Embrujado por su belleza y el deseo, una de mis manos se acercó dudosa hacia Paula, hasta que contemplé que temblaba de frío. Entonces mis manos se desviaron hacia las mantas para cubrir a esa chica que siempre tenía preparado para mí un lugar junto a ella, aunque aún no para mi corazón.
Tras cerrar la ventana hice a un lado los libros y me senté en el suelo, al lado de Paula, preparándome para descansar. Cogí una manta, oportunamente abandonada en un rincón, y estreché una de sus manos entre las mías, como siempre hacía. En ese momento la escuché susurrar adormilada:
—Pedro, estás helado… métete en la cama —me ofreció como había hecho mil veces a lo largo de nuestra infancia cuando notaba mis frías manos, aunque a la mañana siguiente siempre lo negara.
—No, Paula. Estoy bien —contesté en esta ocasión, demasiado tentado a causa de su cercanía como para comportarme como un buen chico.
—Como tú quieras, ¡pero luego no me vengas con quejas si enfermas! ¡Y ni sueñes con que voy a cuidarte! —dijo Paula con furia, algo más despierta, tras lo que me dio la espalda mientras alejaba su mano de mí para añadir—: Aún estoy enfadada contigo.
Cuando vi que se apartaba de mi retirando esa muestra de cariño que yo tanto necesitaba quise gritar, pero me aguanté porque la verdad era que no me había comportado demasiado bien con ella. Aunque no pensaba rectificar ni pedir perdón por ninguno de mis actos, ya que la mayor tragedia de todas para mí sería llegar a perderla.
A pesar del rechazo de Paula, permanecí junto a ella porque no sabía adónde ir. Mi corazón se encogió al pensar que tal vez ella, al igual que mis padres, había dejado de quererme, y me dormí con la aterradora idea de que, si eso ocurriera, a partir de ese momento estaría totalmente solo.
A mitad de la noche, inesperadamente, sentí un gran calor envolviendo mi cuerpo, y cuando desperté me encontré envuelto por los brazos de Paula, que me abrazaba bajo la manta que nos cobijaba. Como yo no había ido a su encuentro en esa tentadora cama, ella había bajado junto a mí al frío suelo para darme ese cariño que tanto necesitaba.

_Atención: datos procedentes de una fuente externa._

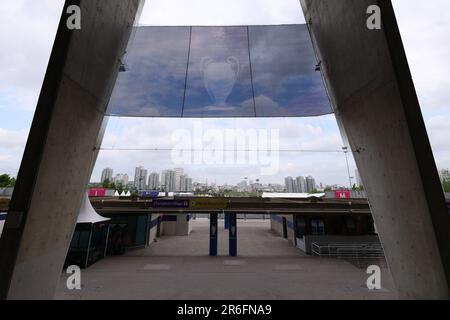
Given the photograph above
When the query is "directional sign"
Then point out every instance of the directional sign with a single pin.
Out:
(208, 203)
(164, 203)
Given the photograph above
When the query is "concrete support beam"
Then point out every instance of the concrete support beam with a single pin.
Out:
(368, 79)
(56, 165)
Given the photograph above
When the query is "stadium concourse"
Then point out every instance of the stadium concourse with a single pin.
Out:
(178, 267)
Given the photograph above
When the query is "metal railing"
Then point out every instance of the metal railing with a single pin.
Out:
(348, 250)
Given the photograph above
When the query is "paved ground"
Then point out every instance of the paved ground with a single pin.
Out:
(266, 268)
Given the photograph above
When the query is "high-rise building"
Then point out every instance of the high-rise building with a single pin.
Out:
(140, 178)
(162, 180)
(189, 187)
(310, 184)
(153, 181)
(301, 184)
(185, 183)
(107, 174)
(121, 178)
(169, 180)
(178, 173)
(290, 184)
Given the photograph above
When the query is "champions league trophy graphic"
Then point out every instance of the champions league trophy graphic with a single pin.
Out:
(219, 78)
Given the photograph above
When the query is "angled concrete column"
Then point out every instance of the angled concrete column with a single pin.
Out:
(56, 165)
(370, 86)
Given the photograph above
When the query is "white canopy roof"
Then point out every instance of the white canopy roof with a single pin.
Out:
(88, 214)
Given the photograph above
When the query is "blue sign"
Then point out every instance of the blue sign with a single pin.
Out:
(160, 203)
(233, 235)
(213, 231)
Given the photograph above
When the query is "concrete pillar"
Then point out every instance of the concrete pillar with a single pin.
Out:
(57, 160)
(370, 86)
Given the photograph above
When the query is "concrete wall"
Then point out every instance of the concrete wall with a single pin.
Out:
(81, 74)
(153, 228)
(177, 225)
(370, 86)
(276, 225)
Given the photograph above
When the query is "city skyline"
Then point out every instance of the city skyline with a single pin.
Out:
(19, 94)
(166, 180)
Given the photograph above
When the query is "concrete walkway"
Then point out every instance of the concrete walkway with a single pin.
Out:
(266, 268)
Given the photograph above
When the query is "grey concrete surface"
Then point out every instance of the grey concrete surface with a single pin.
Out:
(370, 86)
(43, 211)
(266, 268)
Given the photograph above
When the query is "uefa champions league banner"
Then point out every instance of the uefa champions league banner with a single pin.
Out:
(235, 71)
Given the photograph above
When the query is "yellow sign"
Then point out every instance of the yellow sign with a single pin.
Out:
(208, 203)
(4, 204)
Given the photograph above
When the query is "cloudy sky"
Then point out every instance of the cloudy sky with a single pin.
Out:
(27, 33)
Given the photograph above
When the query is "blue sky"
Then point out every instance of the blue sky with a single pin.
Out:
(27, 31)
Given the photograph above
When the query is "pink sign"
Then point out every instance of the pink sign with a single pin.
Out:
(342, 194)
(97, 192)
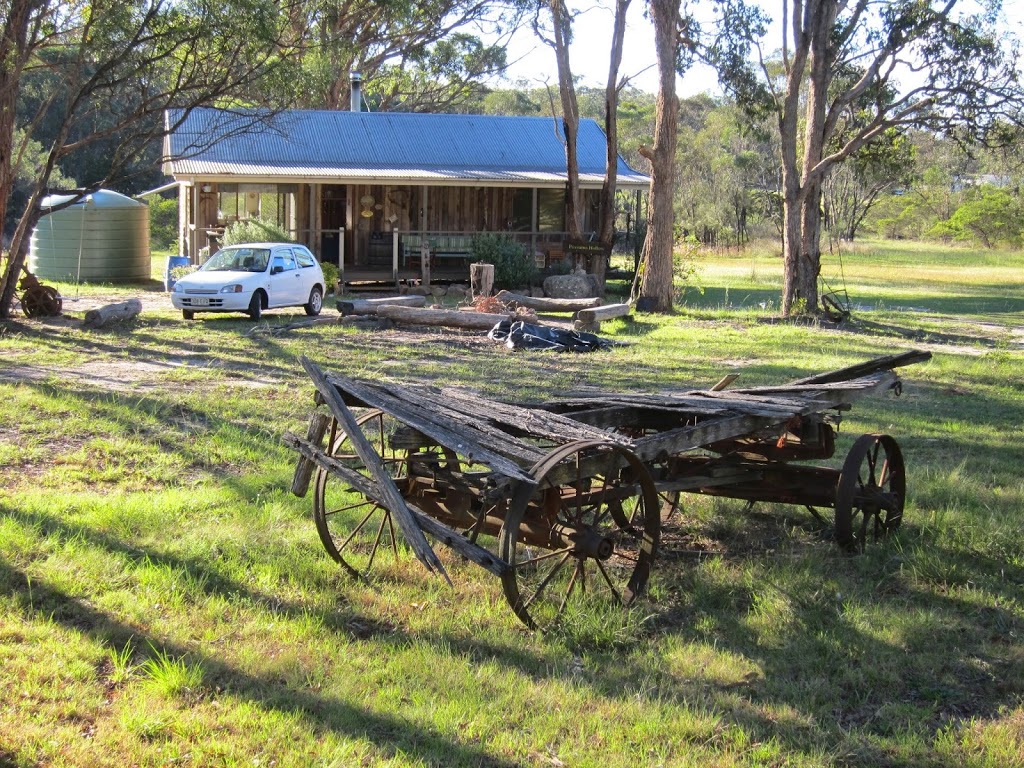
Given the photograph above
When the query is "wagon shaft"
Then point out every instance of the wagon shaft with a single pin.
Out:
(563, 500)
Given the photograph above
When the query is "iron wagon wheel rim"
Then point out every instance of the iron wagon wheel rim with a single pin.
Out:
(355, 531)
(41, 301)
(870, 493)
(541, 582)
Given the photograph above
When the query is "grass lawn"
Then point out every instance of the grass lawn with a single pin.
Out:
(165, 600)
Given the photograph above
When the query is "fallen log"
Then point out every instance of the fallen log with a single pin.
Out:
(370, 306)
(481, 280)
(111, 313)
(360, 322)
(590, 320)
(445, 317)
(547, 304)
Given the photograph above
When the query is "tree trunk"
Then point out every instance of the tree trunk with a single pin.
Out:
(802, 192)
(14, 49)
(652, 287)
(606, 233)
(562, 23)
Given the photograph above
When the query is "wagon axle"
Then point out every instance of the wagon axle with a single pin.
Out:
(559, 501)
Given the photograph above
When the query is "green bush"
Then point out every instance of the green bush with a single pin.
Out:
(514, 267)
(163, 223)
(330, 274)
(254, 230)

No pude evitar observar durante el resto de la noche cómo Paula me abrazaba fuertemente, mostrándome que tal vez sí hubiera un sitio para mí en su corazón.
Cuando comenzó a amanecer, y antes de que mis padres o los de ella nos buscaran, la cogí en brazos y la deposité sobre su cama. Luego besé con cariño su frente, sabiendo que el calor de mis labios sería demasiado para ella.
—Aún sigo enfadada —gruñó justo antes de que yo abriera la ventana—. Pero ya se me pasará… —añadió cuando me disponía a marcharme. Y negándose a mostrarme su rostro avergonzado, se volvió de espaldas para que yo me alejara de ella.
Me marché con una sonrisa, sabiendo que por más peleas que hubiera entre nosotros, su ventana siempre estaría abierta para mí y sus brazos siempre me esperarían para regalarme ese cariño que tanto anhelaba. Lo malo era que yo cada vez necesitaba más de ella, y todavía no sabía si Paula estaba preparada para darme lo que mi corazón comenzaba a exigirle.